Key words: Bladder leiomyosarcoma. Partial cystectomy. Adjuvant radiotherapy.

RESUMEN

Objetivo: realizar una revisión de las posibilidades terapéuticas del leiomiosarcoma vesical.
Método: Presentamos el caso de un varón de 75 años con leiomiosarcoma vesical tratado mediante cirugía parcial y un tratamiento complementario tras la cirugía.
Resultados: El paciente fue sometido a cirugía parcial seguido de radioterapia locorregional así como quimioterapia complementaria en régimen ifosfamida-adriamicina.
Conclusiones: El leiomiosarcoma de vejiga es un tumor poco frecuente (únicamente 1% de todos los tumores vesicales) en el que la piedra angular del tratamiento es la cirugía. Hoy en día, las cirugías parciales son una alternative terapéutica en otros tumores, observando cada vez más un mayor número de cirugías conservadoras para conservar función.

Palabras clave: Bladder leyomiosarcoma. Partial cistectomy. Adjuvant radiotherapy.

Introduction

Non-urothelial neoplasms account for less than 5% of all bladder tumors. Bladder leiomyosarcoma is an infrequent malignancy, representing less than 1% of all bladder neoplasms. Nevertheless, among the range of mesenchymal tumors, leiomyosarcoma is the most common lesion found in the bladder. The characteristics of this tumor were first described in 1950 (1). It is generally an aggressive lesion, and the literature points to radical surgery as the management of choice. The growing tendency to choose conservative surgical procedures with a view to preserving bladder function; the few data found in the literature; and the lack of large patient series make it difficult to draw firm conclusions regarding the treatment of bladder leiomyosarcoma. A review of the literature on the subject has therefore been made, particularly as refers to surgical and other alternative treatments, and a new case corresponding to an elderly patient is presented.

Case report

A 75-year-old male presented with a history of moderate chronic obstructive pulmonary disease and no other medical antecedents of interest. He was an ex-smoker of 20 packs of cigarettes/year. There were no references to alcohol abuse, environmental risk factors or familial antecedents.

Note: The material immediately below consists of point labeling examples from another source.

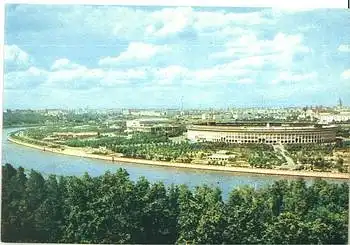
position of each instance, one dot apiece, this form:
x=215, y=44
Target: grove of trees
x=113, y=209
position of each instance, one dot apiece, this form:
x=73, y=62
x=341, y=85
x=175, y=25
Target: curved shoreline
x=80, y=153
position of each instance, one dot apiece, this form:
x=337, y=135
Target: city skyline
x=103, y=56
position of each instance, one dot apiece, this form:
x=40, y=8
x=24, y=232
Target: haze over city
x=122, y=57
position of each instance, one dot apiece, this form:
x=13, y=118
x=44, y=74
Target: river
x=51, y=163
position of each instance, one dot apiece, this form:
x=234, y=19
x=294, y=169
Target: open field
x=79, y=152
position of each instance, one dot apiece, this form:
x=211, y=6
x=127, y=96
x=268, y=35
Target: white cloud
x=344, y=48
x=287, y=76
x=15, y=56
x=170, y=74
x=345, y=74
x=64, y=64
x=27, y=79
x=248, y=50
x=136, y=51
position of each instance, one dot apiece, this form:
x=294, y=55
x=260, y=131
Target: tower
x=340, y=103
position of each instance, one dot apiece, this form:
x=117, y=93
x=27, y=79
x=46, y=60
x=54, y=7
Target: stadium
x=263, y=133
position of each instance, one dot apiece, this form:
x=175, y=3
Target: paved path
x=290, y=162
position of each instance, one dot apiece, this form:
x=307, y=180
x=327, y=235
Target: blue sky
x=119, y=56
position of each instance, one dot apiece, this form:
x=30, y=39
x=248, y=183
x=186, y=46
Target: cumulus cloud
x=287, y=76
x=255, y=52
x=64, y=64
x=136, y=51
x=26, y=79
x=345, y=74
x=15, y=56
x=344, y=48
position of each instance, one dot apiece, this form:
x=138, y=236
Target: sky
x=74, y=56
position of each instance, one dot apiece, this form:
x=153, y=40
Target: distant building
x=150, y=125
x=259, y=133
x=223, y=156
x=330, y=117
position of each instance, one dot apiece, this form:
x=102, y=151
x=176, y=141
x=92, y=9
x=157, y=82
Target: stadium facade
x=263, y=133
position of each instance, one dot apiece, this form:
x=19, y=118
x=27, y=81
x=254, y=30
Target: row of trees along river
x=113, y=209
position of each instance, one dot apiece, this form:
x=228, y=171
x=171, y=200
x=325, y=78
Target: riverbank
x=80, y=152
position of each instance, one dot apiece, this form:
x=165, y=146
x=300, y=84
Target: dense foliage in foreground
x=113, y=209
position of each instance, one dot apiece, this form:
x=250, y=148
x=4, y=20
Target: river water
x=50, y=163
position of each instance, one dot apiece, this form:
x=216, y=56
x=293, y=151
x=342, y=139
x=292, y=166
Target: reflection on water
x=50, y=163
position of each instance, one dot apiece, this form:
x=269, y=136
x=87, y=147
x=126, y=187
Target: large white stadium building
x=266, y=133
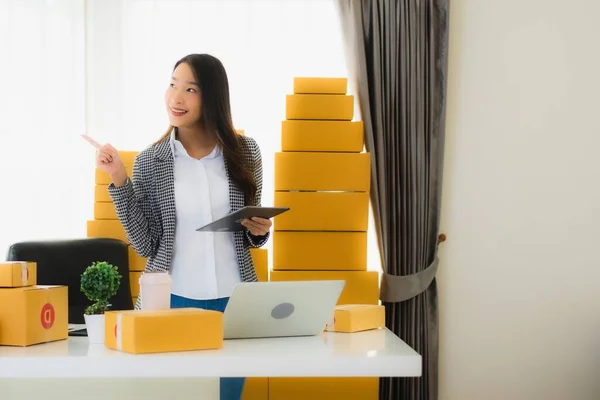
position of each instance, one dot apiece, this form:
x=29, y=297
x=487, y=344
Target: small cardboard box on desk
x=159, y=331
x=30, y=314
x=350, y=318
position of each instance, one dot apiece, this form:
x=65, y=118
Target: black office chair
x=61, y=262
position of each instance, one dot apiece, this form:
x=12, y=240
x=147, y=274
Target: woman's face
x=183, y=100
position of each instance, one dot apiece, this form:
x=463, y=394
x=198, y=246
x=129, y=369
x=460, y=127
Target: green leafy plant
x=100, y=282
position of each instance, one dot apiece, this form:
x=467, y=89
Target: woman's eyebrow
x=189, y=82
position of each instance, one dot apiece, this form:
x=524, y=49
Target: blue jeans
x=230, y=388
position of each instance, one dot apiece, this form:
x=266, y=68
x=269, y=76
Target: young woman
x=200, y=170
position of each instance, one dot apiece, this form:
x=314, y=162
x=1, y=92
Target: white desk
x=373, y=353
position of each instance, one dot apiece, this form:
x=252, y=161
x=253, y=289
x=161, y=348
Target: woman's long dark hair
x=216, y=117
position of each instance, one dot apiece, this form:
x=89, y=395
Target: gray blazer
x=145, y=206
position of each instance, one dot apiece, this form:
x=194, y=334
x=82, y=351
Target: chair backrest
x=61, y=262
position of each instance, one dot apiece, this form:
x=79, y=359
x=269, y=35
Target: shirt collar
x=178, y=149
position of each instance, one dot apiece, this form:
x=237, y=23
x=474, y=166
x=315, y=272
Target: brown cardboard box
x=350, y=318
x=322, y=211
x=261, y=263
x=17, y=273
x=181, y=329
x=101, y=194
x=315, y=135
x=326, y=251
x=33, y=314
x=105, y=210
x=319, y=106
x=316, y=85
x=323, y=171
x=256, y=389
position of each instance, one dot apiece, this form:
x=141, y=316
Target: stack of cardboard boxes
x=324, y=177
x=106, y=224
x=30, y=314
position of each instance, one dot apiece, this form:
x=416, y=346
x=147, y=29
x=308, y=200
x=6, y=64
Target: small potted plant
x=99, y=282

The patient reported to the emergency Service with urethral bleeding and urinary retention. Since urethral catheterization did not prove possible, a suprapubic catheter was placed, followed by evaluation of the case. Ultrasound revealed a large distended bladder with an apparent single diverticulum of a size similar to that of the bladder itself (over 13 cm in maximum diameter), with several wall polypoid images measuring under 2-3 cm in size both in the bladder and in the diverticulum, suggestive of a bladder neoplastic process.

In view of the ultrasound findings and urethral stenosis, an ureterotomy was performed with cystoscopy which revealed a solid calcified tumor measuring almost 7 cm in size, located on the lateral wall. Transurethral resection was performed in the same surgical intervention, leaving residual tumor.

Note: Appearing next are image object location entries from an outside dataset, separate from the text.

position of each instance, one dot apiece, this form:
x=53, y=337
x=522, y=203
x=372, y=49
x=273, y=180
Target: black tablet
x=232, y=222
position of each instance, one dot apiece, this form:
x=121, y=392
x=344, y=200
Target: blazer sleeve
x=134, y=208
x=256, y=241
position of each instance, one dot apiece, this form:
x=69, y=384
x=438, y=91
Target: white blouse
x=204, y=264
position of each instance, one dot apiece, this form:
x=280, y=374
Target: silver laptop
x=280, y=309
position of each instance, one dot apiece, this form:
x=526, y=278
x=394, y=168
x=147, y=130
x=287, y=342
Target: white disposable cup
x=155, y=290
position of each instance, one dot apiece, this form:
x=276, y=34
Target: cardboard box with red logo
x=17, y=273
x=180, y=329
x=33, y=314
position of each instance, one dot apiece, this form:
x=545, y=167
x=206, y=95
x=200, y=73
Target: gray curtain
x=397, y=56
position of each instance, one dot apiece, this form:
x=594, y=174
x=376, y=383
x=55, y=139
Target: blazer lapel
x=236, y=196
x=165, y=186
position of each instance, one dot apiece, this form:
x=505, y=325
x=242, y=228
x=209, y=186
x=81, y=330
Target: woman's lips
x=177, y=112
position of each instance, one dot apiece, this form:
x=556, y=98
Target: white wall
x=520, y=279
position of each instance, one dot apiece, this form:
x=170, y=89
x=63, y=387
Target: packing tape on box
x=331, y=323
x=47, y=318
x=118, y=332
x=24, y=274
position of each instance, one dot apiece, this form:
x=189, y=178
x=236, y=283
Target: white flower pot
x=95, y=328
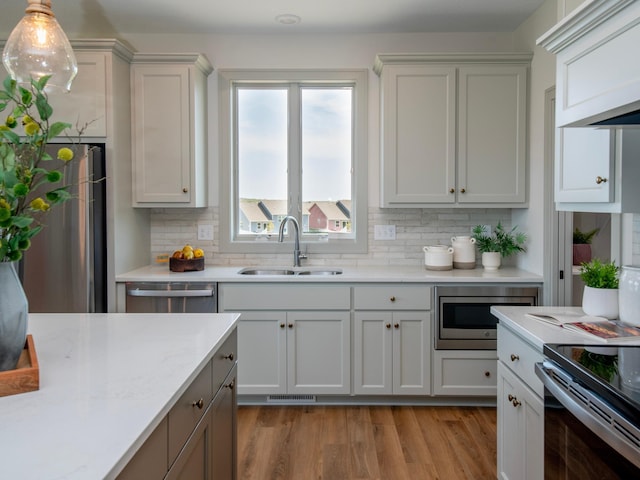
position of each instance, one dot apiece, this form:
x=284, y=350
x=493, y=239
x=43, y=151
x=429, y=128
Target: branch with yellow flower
x=26, y=169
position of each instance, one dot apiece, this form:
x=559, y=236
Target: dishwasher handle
x=135, y=292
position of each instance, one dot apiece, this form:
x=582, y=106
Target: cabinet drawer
x=392, y=297
x=224, y=360
x=466, y=372
x=283, y=297
x=188, y=410
x=520, y=357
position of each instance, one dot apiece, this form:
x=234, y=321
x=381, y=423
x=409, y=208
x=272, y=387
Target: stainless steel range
x=463, y=319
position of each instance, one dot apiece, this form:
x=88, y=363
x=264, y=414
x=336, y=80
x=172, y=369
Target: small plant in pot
x=600, y=296
x=582, y=245
x=501, y=243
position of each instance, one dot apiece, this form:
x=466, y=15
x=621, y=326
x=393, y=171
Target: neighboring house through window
x=293, y=143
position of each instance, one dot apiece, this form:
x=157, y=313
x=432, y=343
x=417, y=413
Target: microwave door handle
x=601, y=428
x=207, y=292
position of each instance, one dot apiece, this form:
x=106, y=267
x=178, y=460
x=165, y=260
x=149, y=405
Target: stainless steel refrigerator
x=64, y=270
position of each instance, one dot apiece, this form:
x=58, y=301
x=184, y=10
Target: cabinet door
x=318, y=352
x=86, y=103
x=161, y=121
x=520, y=429
x=262, y=353
x=418, y=134
x=223, y=431
x=584, y=165
x=194, y=462
x=492, y=134
x=411, y=353
x=372, y=355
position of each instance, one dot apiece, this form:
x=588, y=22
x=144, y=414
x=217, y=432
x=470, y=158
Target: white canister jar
x=464, y=252
x=629, y=295
x=438, y=257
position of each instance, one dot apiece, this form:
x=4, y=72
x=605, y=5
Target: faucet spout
x=296, y=245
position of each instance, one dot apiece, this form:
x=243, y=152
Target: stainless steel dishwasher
x=171, y=297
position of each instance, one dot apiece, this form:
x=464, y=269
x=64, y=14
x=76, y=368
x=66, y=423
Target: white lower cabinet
x=292, y=339
x=392, y=338
x=520, y=410
x=465, y=372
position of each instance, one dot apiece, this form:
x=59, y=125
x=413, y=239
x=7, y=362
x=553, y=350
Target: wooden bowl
x=181, y=265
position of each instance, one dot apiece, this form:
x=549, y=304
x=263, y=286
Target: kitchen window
x=293, y=143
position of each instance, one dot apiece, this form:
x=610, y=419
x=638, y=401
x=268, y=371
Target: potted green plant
x=601, y=281
x=582, y=245
x=501, y=243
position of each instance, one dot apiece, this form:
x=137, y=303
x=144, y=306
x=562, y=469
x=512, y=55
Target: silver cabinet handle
x=170, y=293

The histopathological findings proved inconclusive; however, immunohistochemical analysis of the sample revealed epithelial marker negativity and fibroblastic marker positivity (vimentin and actin), compatible with a reactive fibroblastic proliferation or solitary fibrous tumor.

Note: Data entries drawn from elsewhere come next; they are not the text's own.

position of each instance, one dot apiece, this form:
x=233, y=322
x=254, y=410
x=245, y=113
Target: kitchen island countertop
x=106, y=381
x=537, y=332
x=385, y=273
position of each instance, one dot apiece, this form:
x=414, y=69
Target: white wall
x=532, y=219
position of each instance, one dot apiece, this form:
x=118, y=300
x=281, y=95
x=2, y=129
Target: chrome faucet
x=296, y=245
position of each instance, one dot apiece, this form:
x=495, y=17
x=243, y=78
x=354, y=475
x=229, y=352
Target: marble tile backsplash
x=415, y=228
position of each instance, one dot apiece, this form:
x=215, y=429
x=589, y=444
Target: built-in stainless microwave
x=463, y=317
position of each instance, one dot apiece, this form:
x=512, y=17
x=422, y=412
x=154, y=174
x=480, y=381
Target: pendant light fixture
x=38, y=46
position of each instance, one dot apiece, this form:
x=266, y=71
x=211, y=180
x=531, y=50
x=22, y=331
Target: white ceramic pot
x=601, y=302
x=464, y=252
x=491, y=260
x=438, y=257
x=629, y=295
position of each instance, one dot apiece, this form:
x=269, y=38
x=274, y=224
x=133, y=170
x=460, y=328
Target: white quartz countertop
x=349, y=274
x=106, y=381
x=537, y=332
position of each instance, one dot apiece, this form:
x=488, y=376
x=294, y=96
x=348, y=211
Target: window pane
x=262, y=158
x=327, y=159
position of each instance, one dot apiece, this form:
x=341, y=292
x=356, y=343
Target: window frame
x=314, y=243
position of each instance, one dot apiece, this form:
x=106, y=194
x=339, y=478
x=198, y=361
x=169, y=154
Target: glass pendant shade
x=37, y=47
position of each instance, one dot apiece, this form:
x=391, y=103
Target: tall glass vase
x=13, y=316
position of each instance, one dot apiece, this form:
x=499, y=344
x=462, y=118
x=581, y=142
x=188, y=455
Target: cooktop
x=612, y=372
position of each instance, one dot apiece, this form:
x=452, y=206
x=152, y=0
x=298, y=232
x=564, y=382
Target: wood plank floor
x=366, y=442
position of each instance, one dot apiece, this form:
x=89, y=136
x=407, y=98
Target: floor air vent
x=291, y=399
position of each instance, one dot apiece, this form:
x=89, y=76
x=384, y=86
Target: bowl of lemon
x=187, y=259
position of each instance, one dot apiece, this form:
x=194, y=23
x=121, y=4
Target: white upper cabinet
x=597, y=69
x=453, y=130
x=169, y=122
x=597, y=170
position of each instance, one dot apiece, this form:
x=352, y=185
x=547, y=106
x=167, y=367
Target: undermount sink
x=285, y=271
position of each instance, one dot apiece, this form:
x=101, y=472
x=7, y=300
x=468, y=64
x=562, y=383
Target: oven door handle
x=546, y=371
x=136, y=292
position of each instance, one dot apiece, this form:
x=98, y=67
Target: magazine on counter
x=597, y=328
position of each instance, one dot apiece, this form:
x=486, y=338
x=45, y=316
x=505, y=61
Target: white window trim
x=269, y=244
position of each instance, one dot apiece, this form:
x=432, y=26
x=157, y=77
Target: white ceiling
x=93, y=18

Based on these results, the decision was taken to complete surgery, opting for partial cystectomy and diverticulectomy, with the following histological findings: low-grade leiomyosarcoma (3 mitotic figures per 10 high-magnification fields), with marked cellular pleomorphism. Focal intratumor necrosis was noted, along with multiple images of isolated cell necrosis. Extensive areas with myxoid changes were observed, with intense intra- and peritumor inflammation. The full thickness of the diverticular wall was infiltrated to the peridiverticular adipose tissue, inducing a peritumor fibrous reaction. The surgical margins were disease-free.

Immunohistochemistry: The tumor cells proved positive for muscle differentiation markers (vimentin and actin), and were negative for desmin and epithelial markers (EMA and high molecular weight cytokeratins).

With the diagnosis of low-grade leiomyosarcoma with invasion of all the layers, the case was evaluated by the clinical committee, which decided to provide adjuvant therapy in view of the high risk condition of the patient. The study of disease spread was moreover completed with a chest and abdominal CAT scan, bone gammagraphy and pelvic MRI, which showed no distant spread.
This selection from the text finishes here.